And so, he took over a storefront a block away that had, for four months in 2018, been the pan-Asian Ren Wen Noodle Factory.

Soursos’s Greek family is from Sparta and his partner at Sea Bar, chef Gregory Zapantis, was born on the island of Kefalonia, but they decided not to open a Greek seafood restaurant. First, they didn’t want to compete with Greek Xpress in any way, but the two men, both seafood lovers, wanted the freedom to explore the world of fish cookery. Sea Bar has a raw bar and global starters such as popcorn shrimp, Maryland crab cakes and fish tacos.

The eight fish mains (fillets of salmon, Chilean sea bass, ahi tuna, Arctic char, cod, lemon sole and whole branzino and red snapper) are grilled and served with the diner’s choice of sauces: lemon and olive oil, tomato and ginger, herbs and cream, cilantro and lime or Cajun tartar sauce. There’s also a lobster roll, steaks, lamb chops, pan-roasted chicken, steamed or grilled lobsters and lobster pasta.

An undeniable Hellenic influence can be seen in such dishes as the flash-fried red mullet (barbounia), braised green beans (fasolakia) and rustic tomato salad (horiatiki).

Prices are, for a seafood restaurant, very gentle. Most starters are less than $15; the most expensive main is $29.

Zapantis has a long and distinguished resume which includes the Manhattan restaurants Estiatorio Milos, Trata, Kellari and Thalassa as well as a recent stint at the short-lived Vilai in Glen Cove which received 2½ stars in 2018. The chef, whose father was a fisherman, is nuts for fish. He deals with seven different suppliers on a regular basis: Sea Bar’s red mullet comes from Senegal, tuna from Japan, branzino from Greece and salmon from the Faroe Islands in the North Atlantic.
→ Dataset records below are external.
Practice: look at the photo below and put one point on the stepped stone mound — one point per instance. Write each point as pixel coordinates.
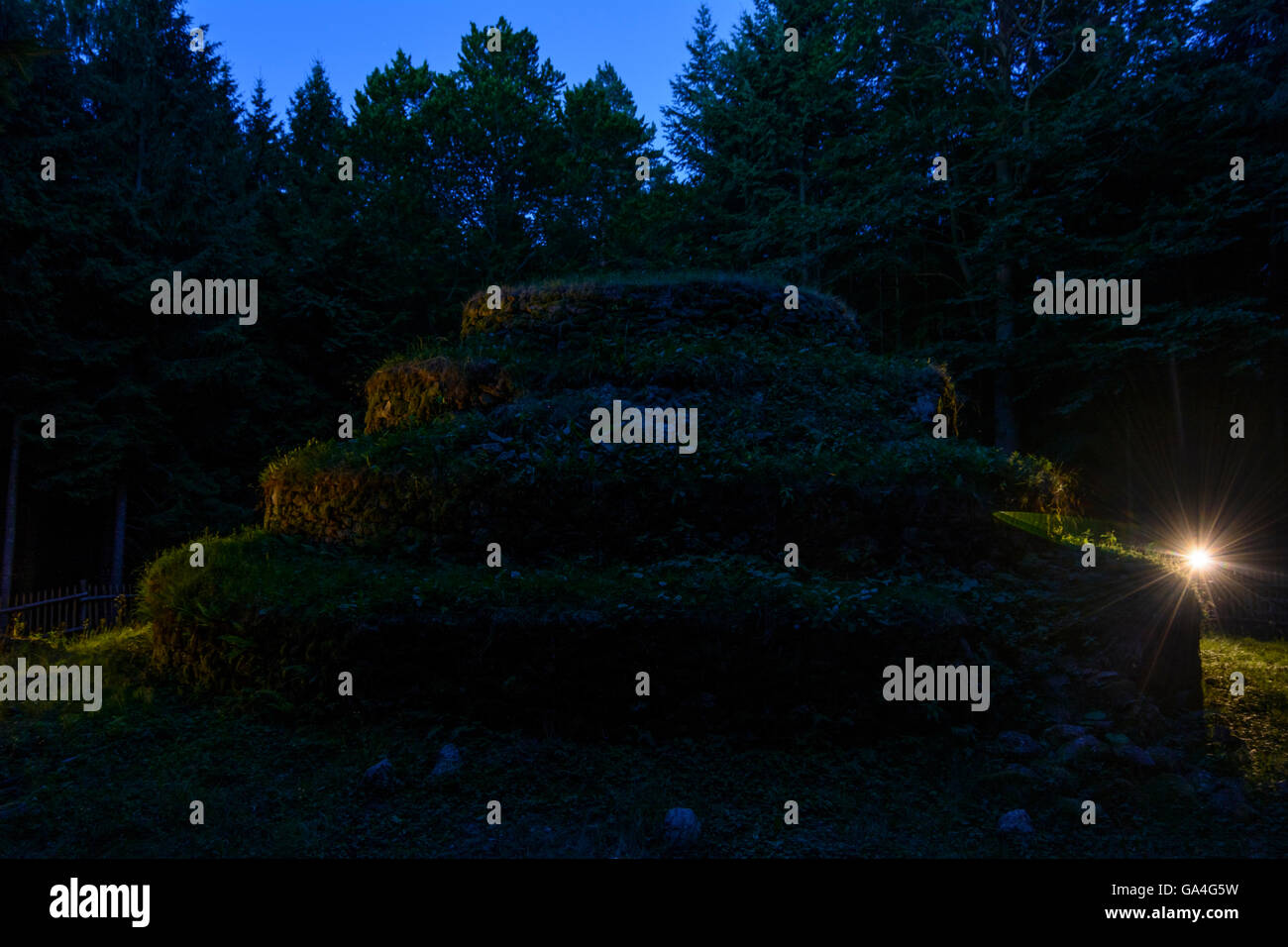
(619, 554)
(420, 390)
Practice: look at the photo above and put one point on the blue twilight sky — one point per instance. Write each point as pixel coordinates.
(279, 39)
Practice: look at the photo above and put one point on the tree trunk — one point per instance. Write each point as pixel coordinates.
(119, 535)
(1005, 429)
(1006, 434)
(11, 522)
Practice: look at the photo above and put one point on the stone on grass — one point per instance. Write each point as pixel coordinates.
(682, 826)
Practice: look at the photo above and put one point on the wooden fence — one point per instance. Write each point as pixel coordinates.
(71, 608)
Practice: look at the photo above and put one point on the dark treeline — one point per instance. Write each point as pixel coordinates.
(809, 166)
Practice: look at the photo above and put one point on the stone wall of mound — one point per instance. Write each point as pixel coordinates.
(423, 389)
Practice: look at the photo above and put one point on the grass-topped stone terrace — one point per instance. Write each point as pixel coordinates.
(376, 552)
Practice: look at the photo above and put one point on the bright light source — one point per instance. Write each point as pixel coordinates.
(1199, 558)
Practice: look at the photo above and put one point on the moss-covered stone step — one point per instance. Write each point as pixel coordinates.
(421, 389)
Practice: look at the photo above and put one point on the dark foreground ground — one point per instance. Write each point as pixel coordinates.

His favorite dish on the menu may be the most humble. Sea Bar’s fish soup is a two-day undertaking that pays homage to the lean years of his childhood. "When the fisherman would come back from a night of fishing," Zapantis recalls, "they’d set aside any fish that were small or ugly and that’s what we’d make the soup from. Since everyone was also a farmer they would have a few vegetables that they grew and, with plenty of olive oil and lemons, that was the soup. We called it kakavia." At Sea Bar, the kakavia is made with nice-sized (and nice-looking) grouper and is served in a gorgeous one-serving copper pot, but it still evinces the soul of Kefalonia.

Sea Bar currently seats 18 people and does its own delivery within two miles of Great Neck Plaza. 7 Great Neck Rd., Great Neck Plaza, 516-441-5708, seabar.life.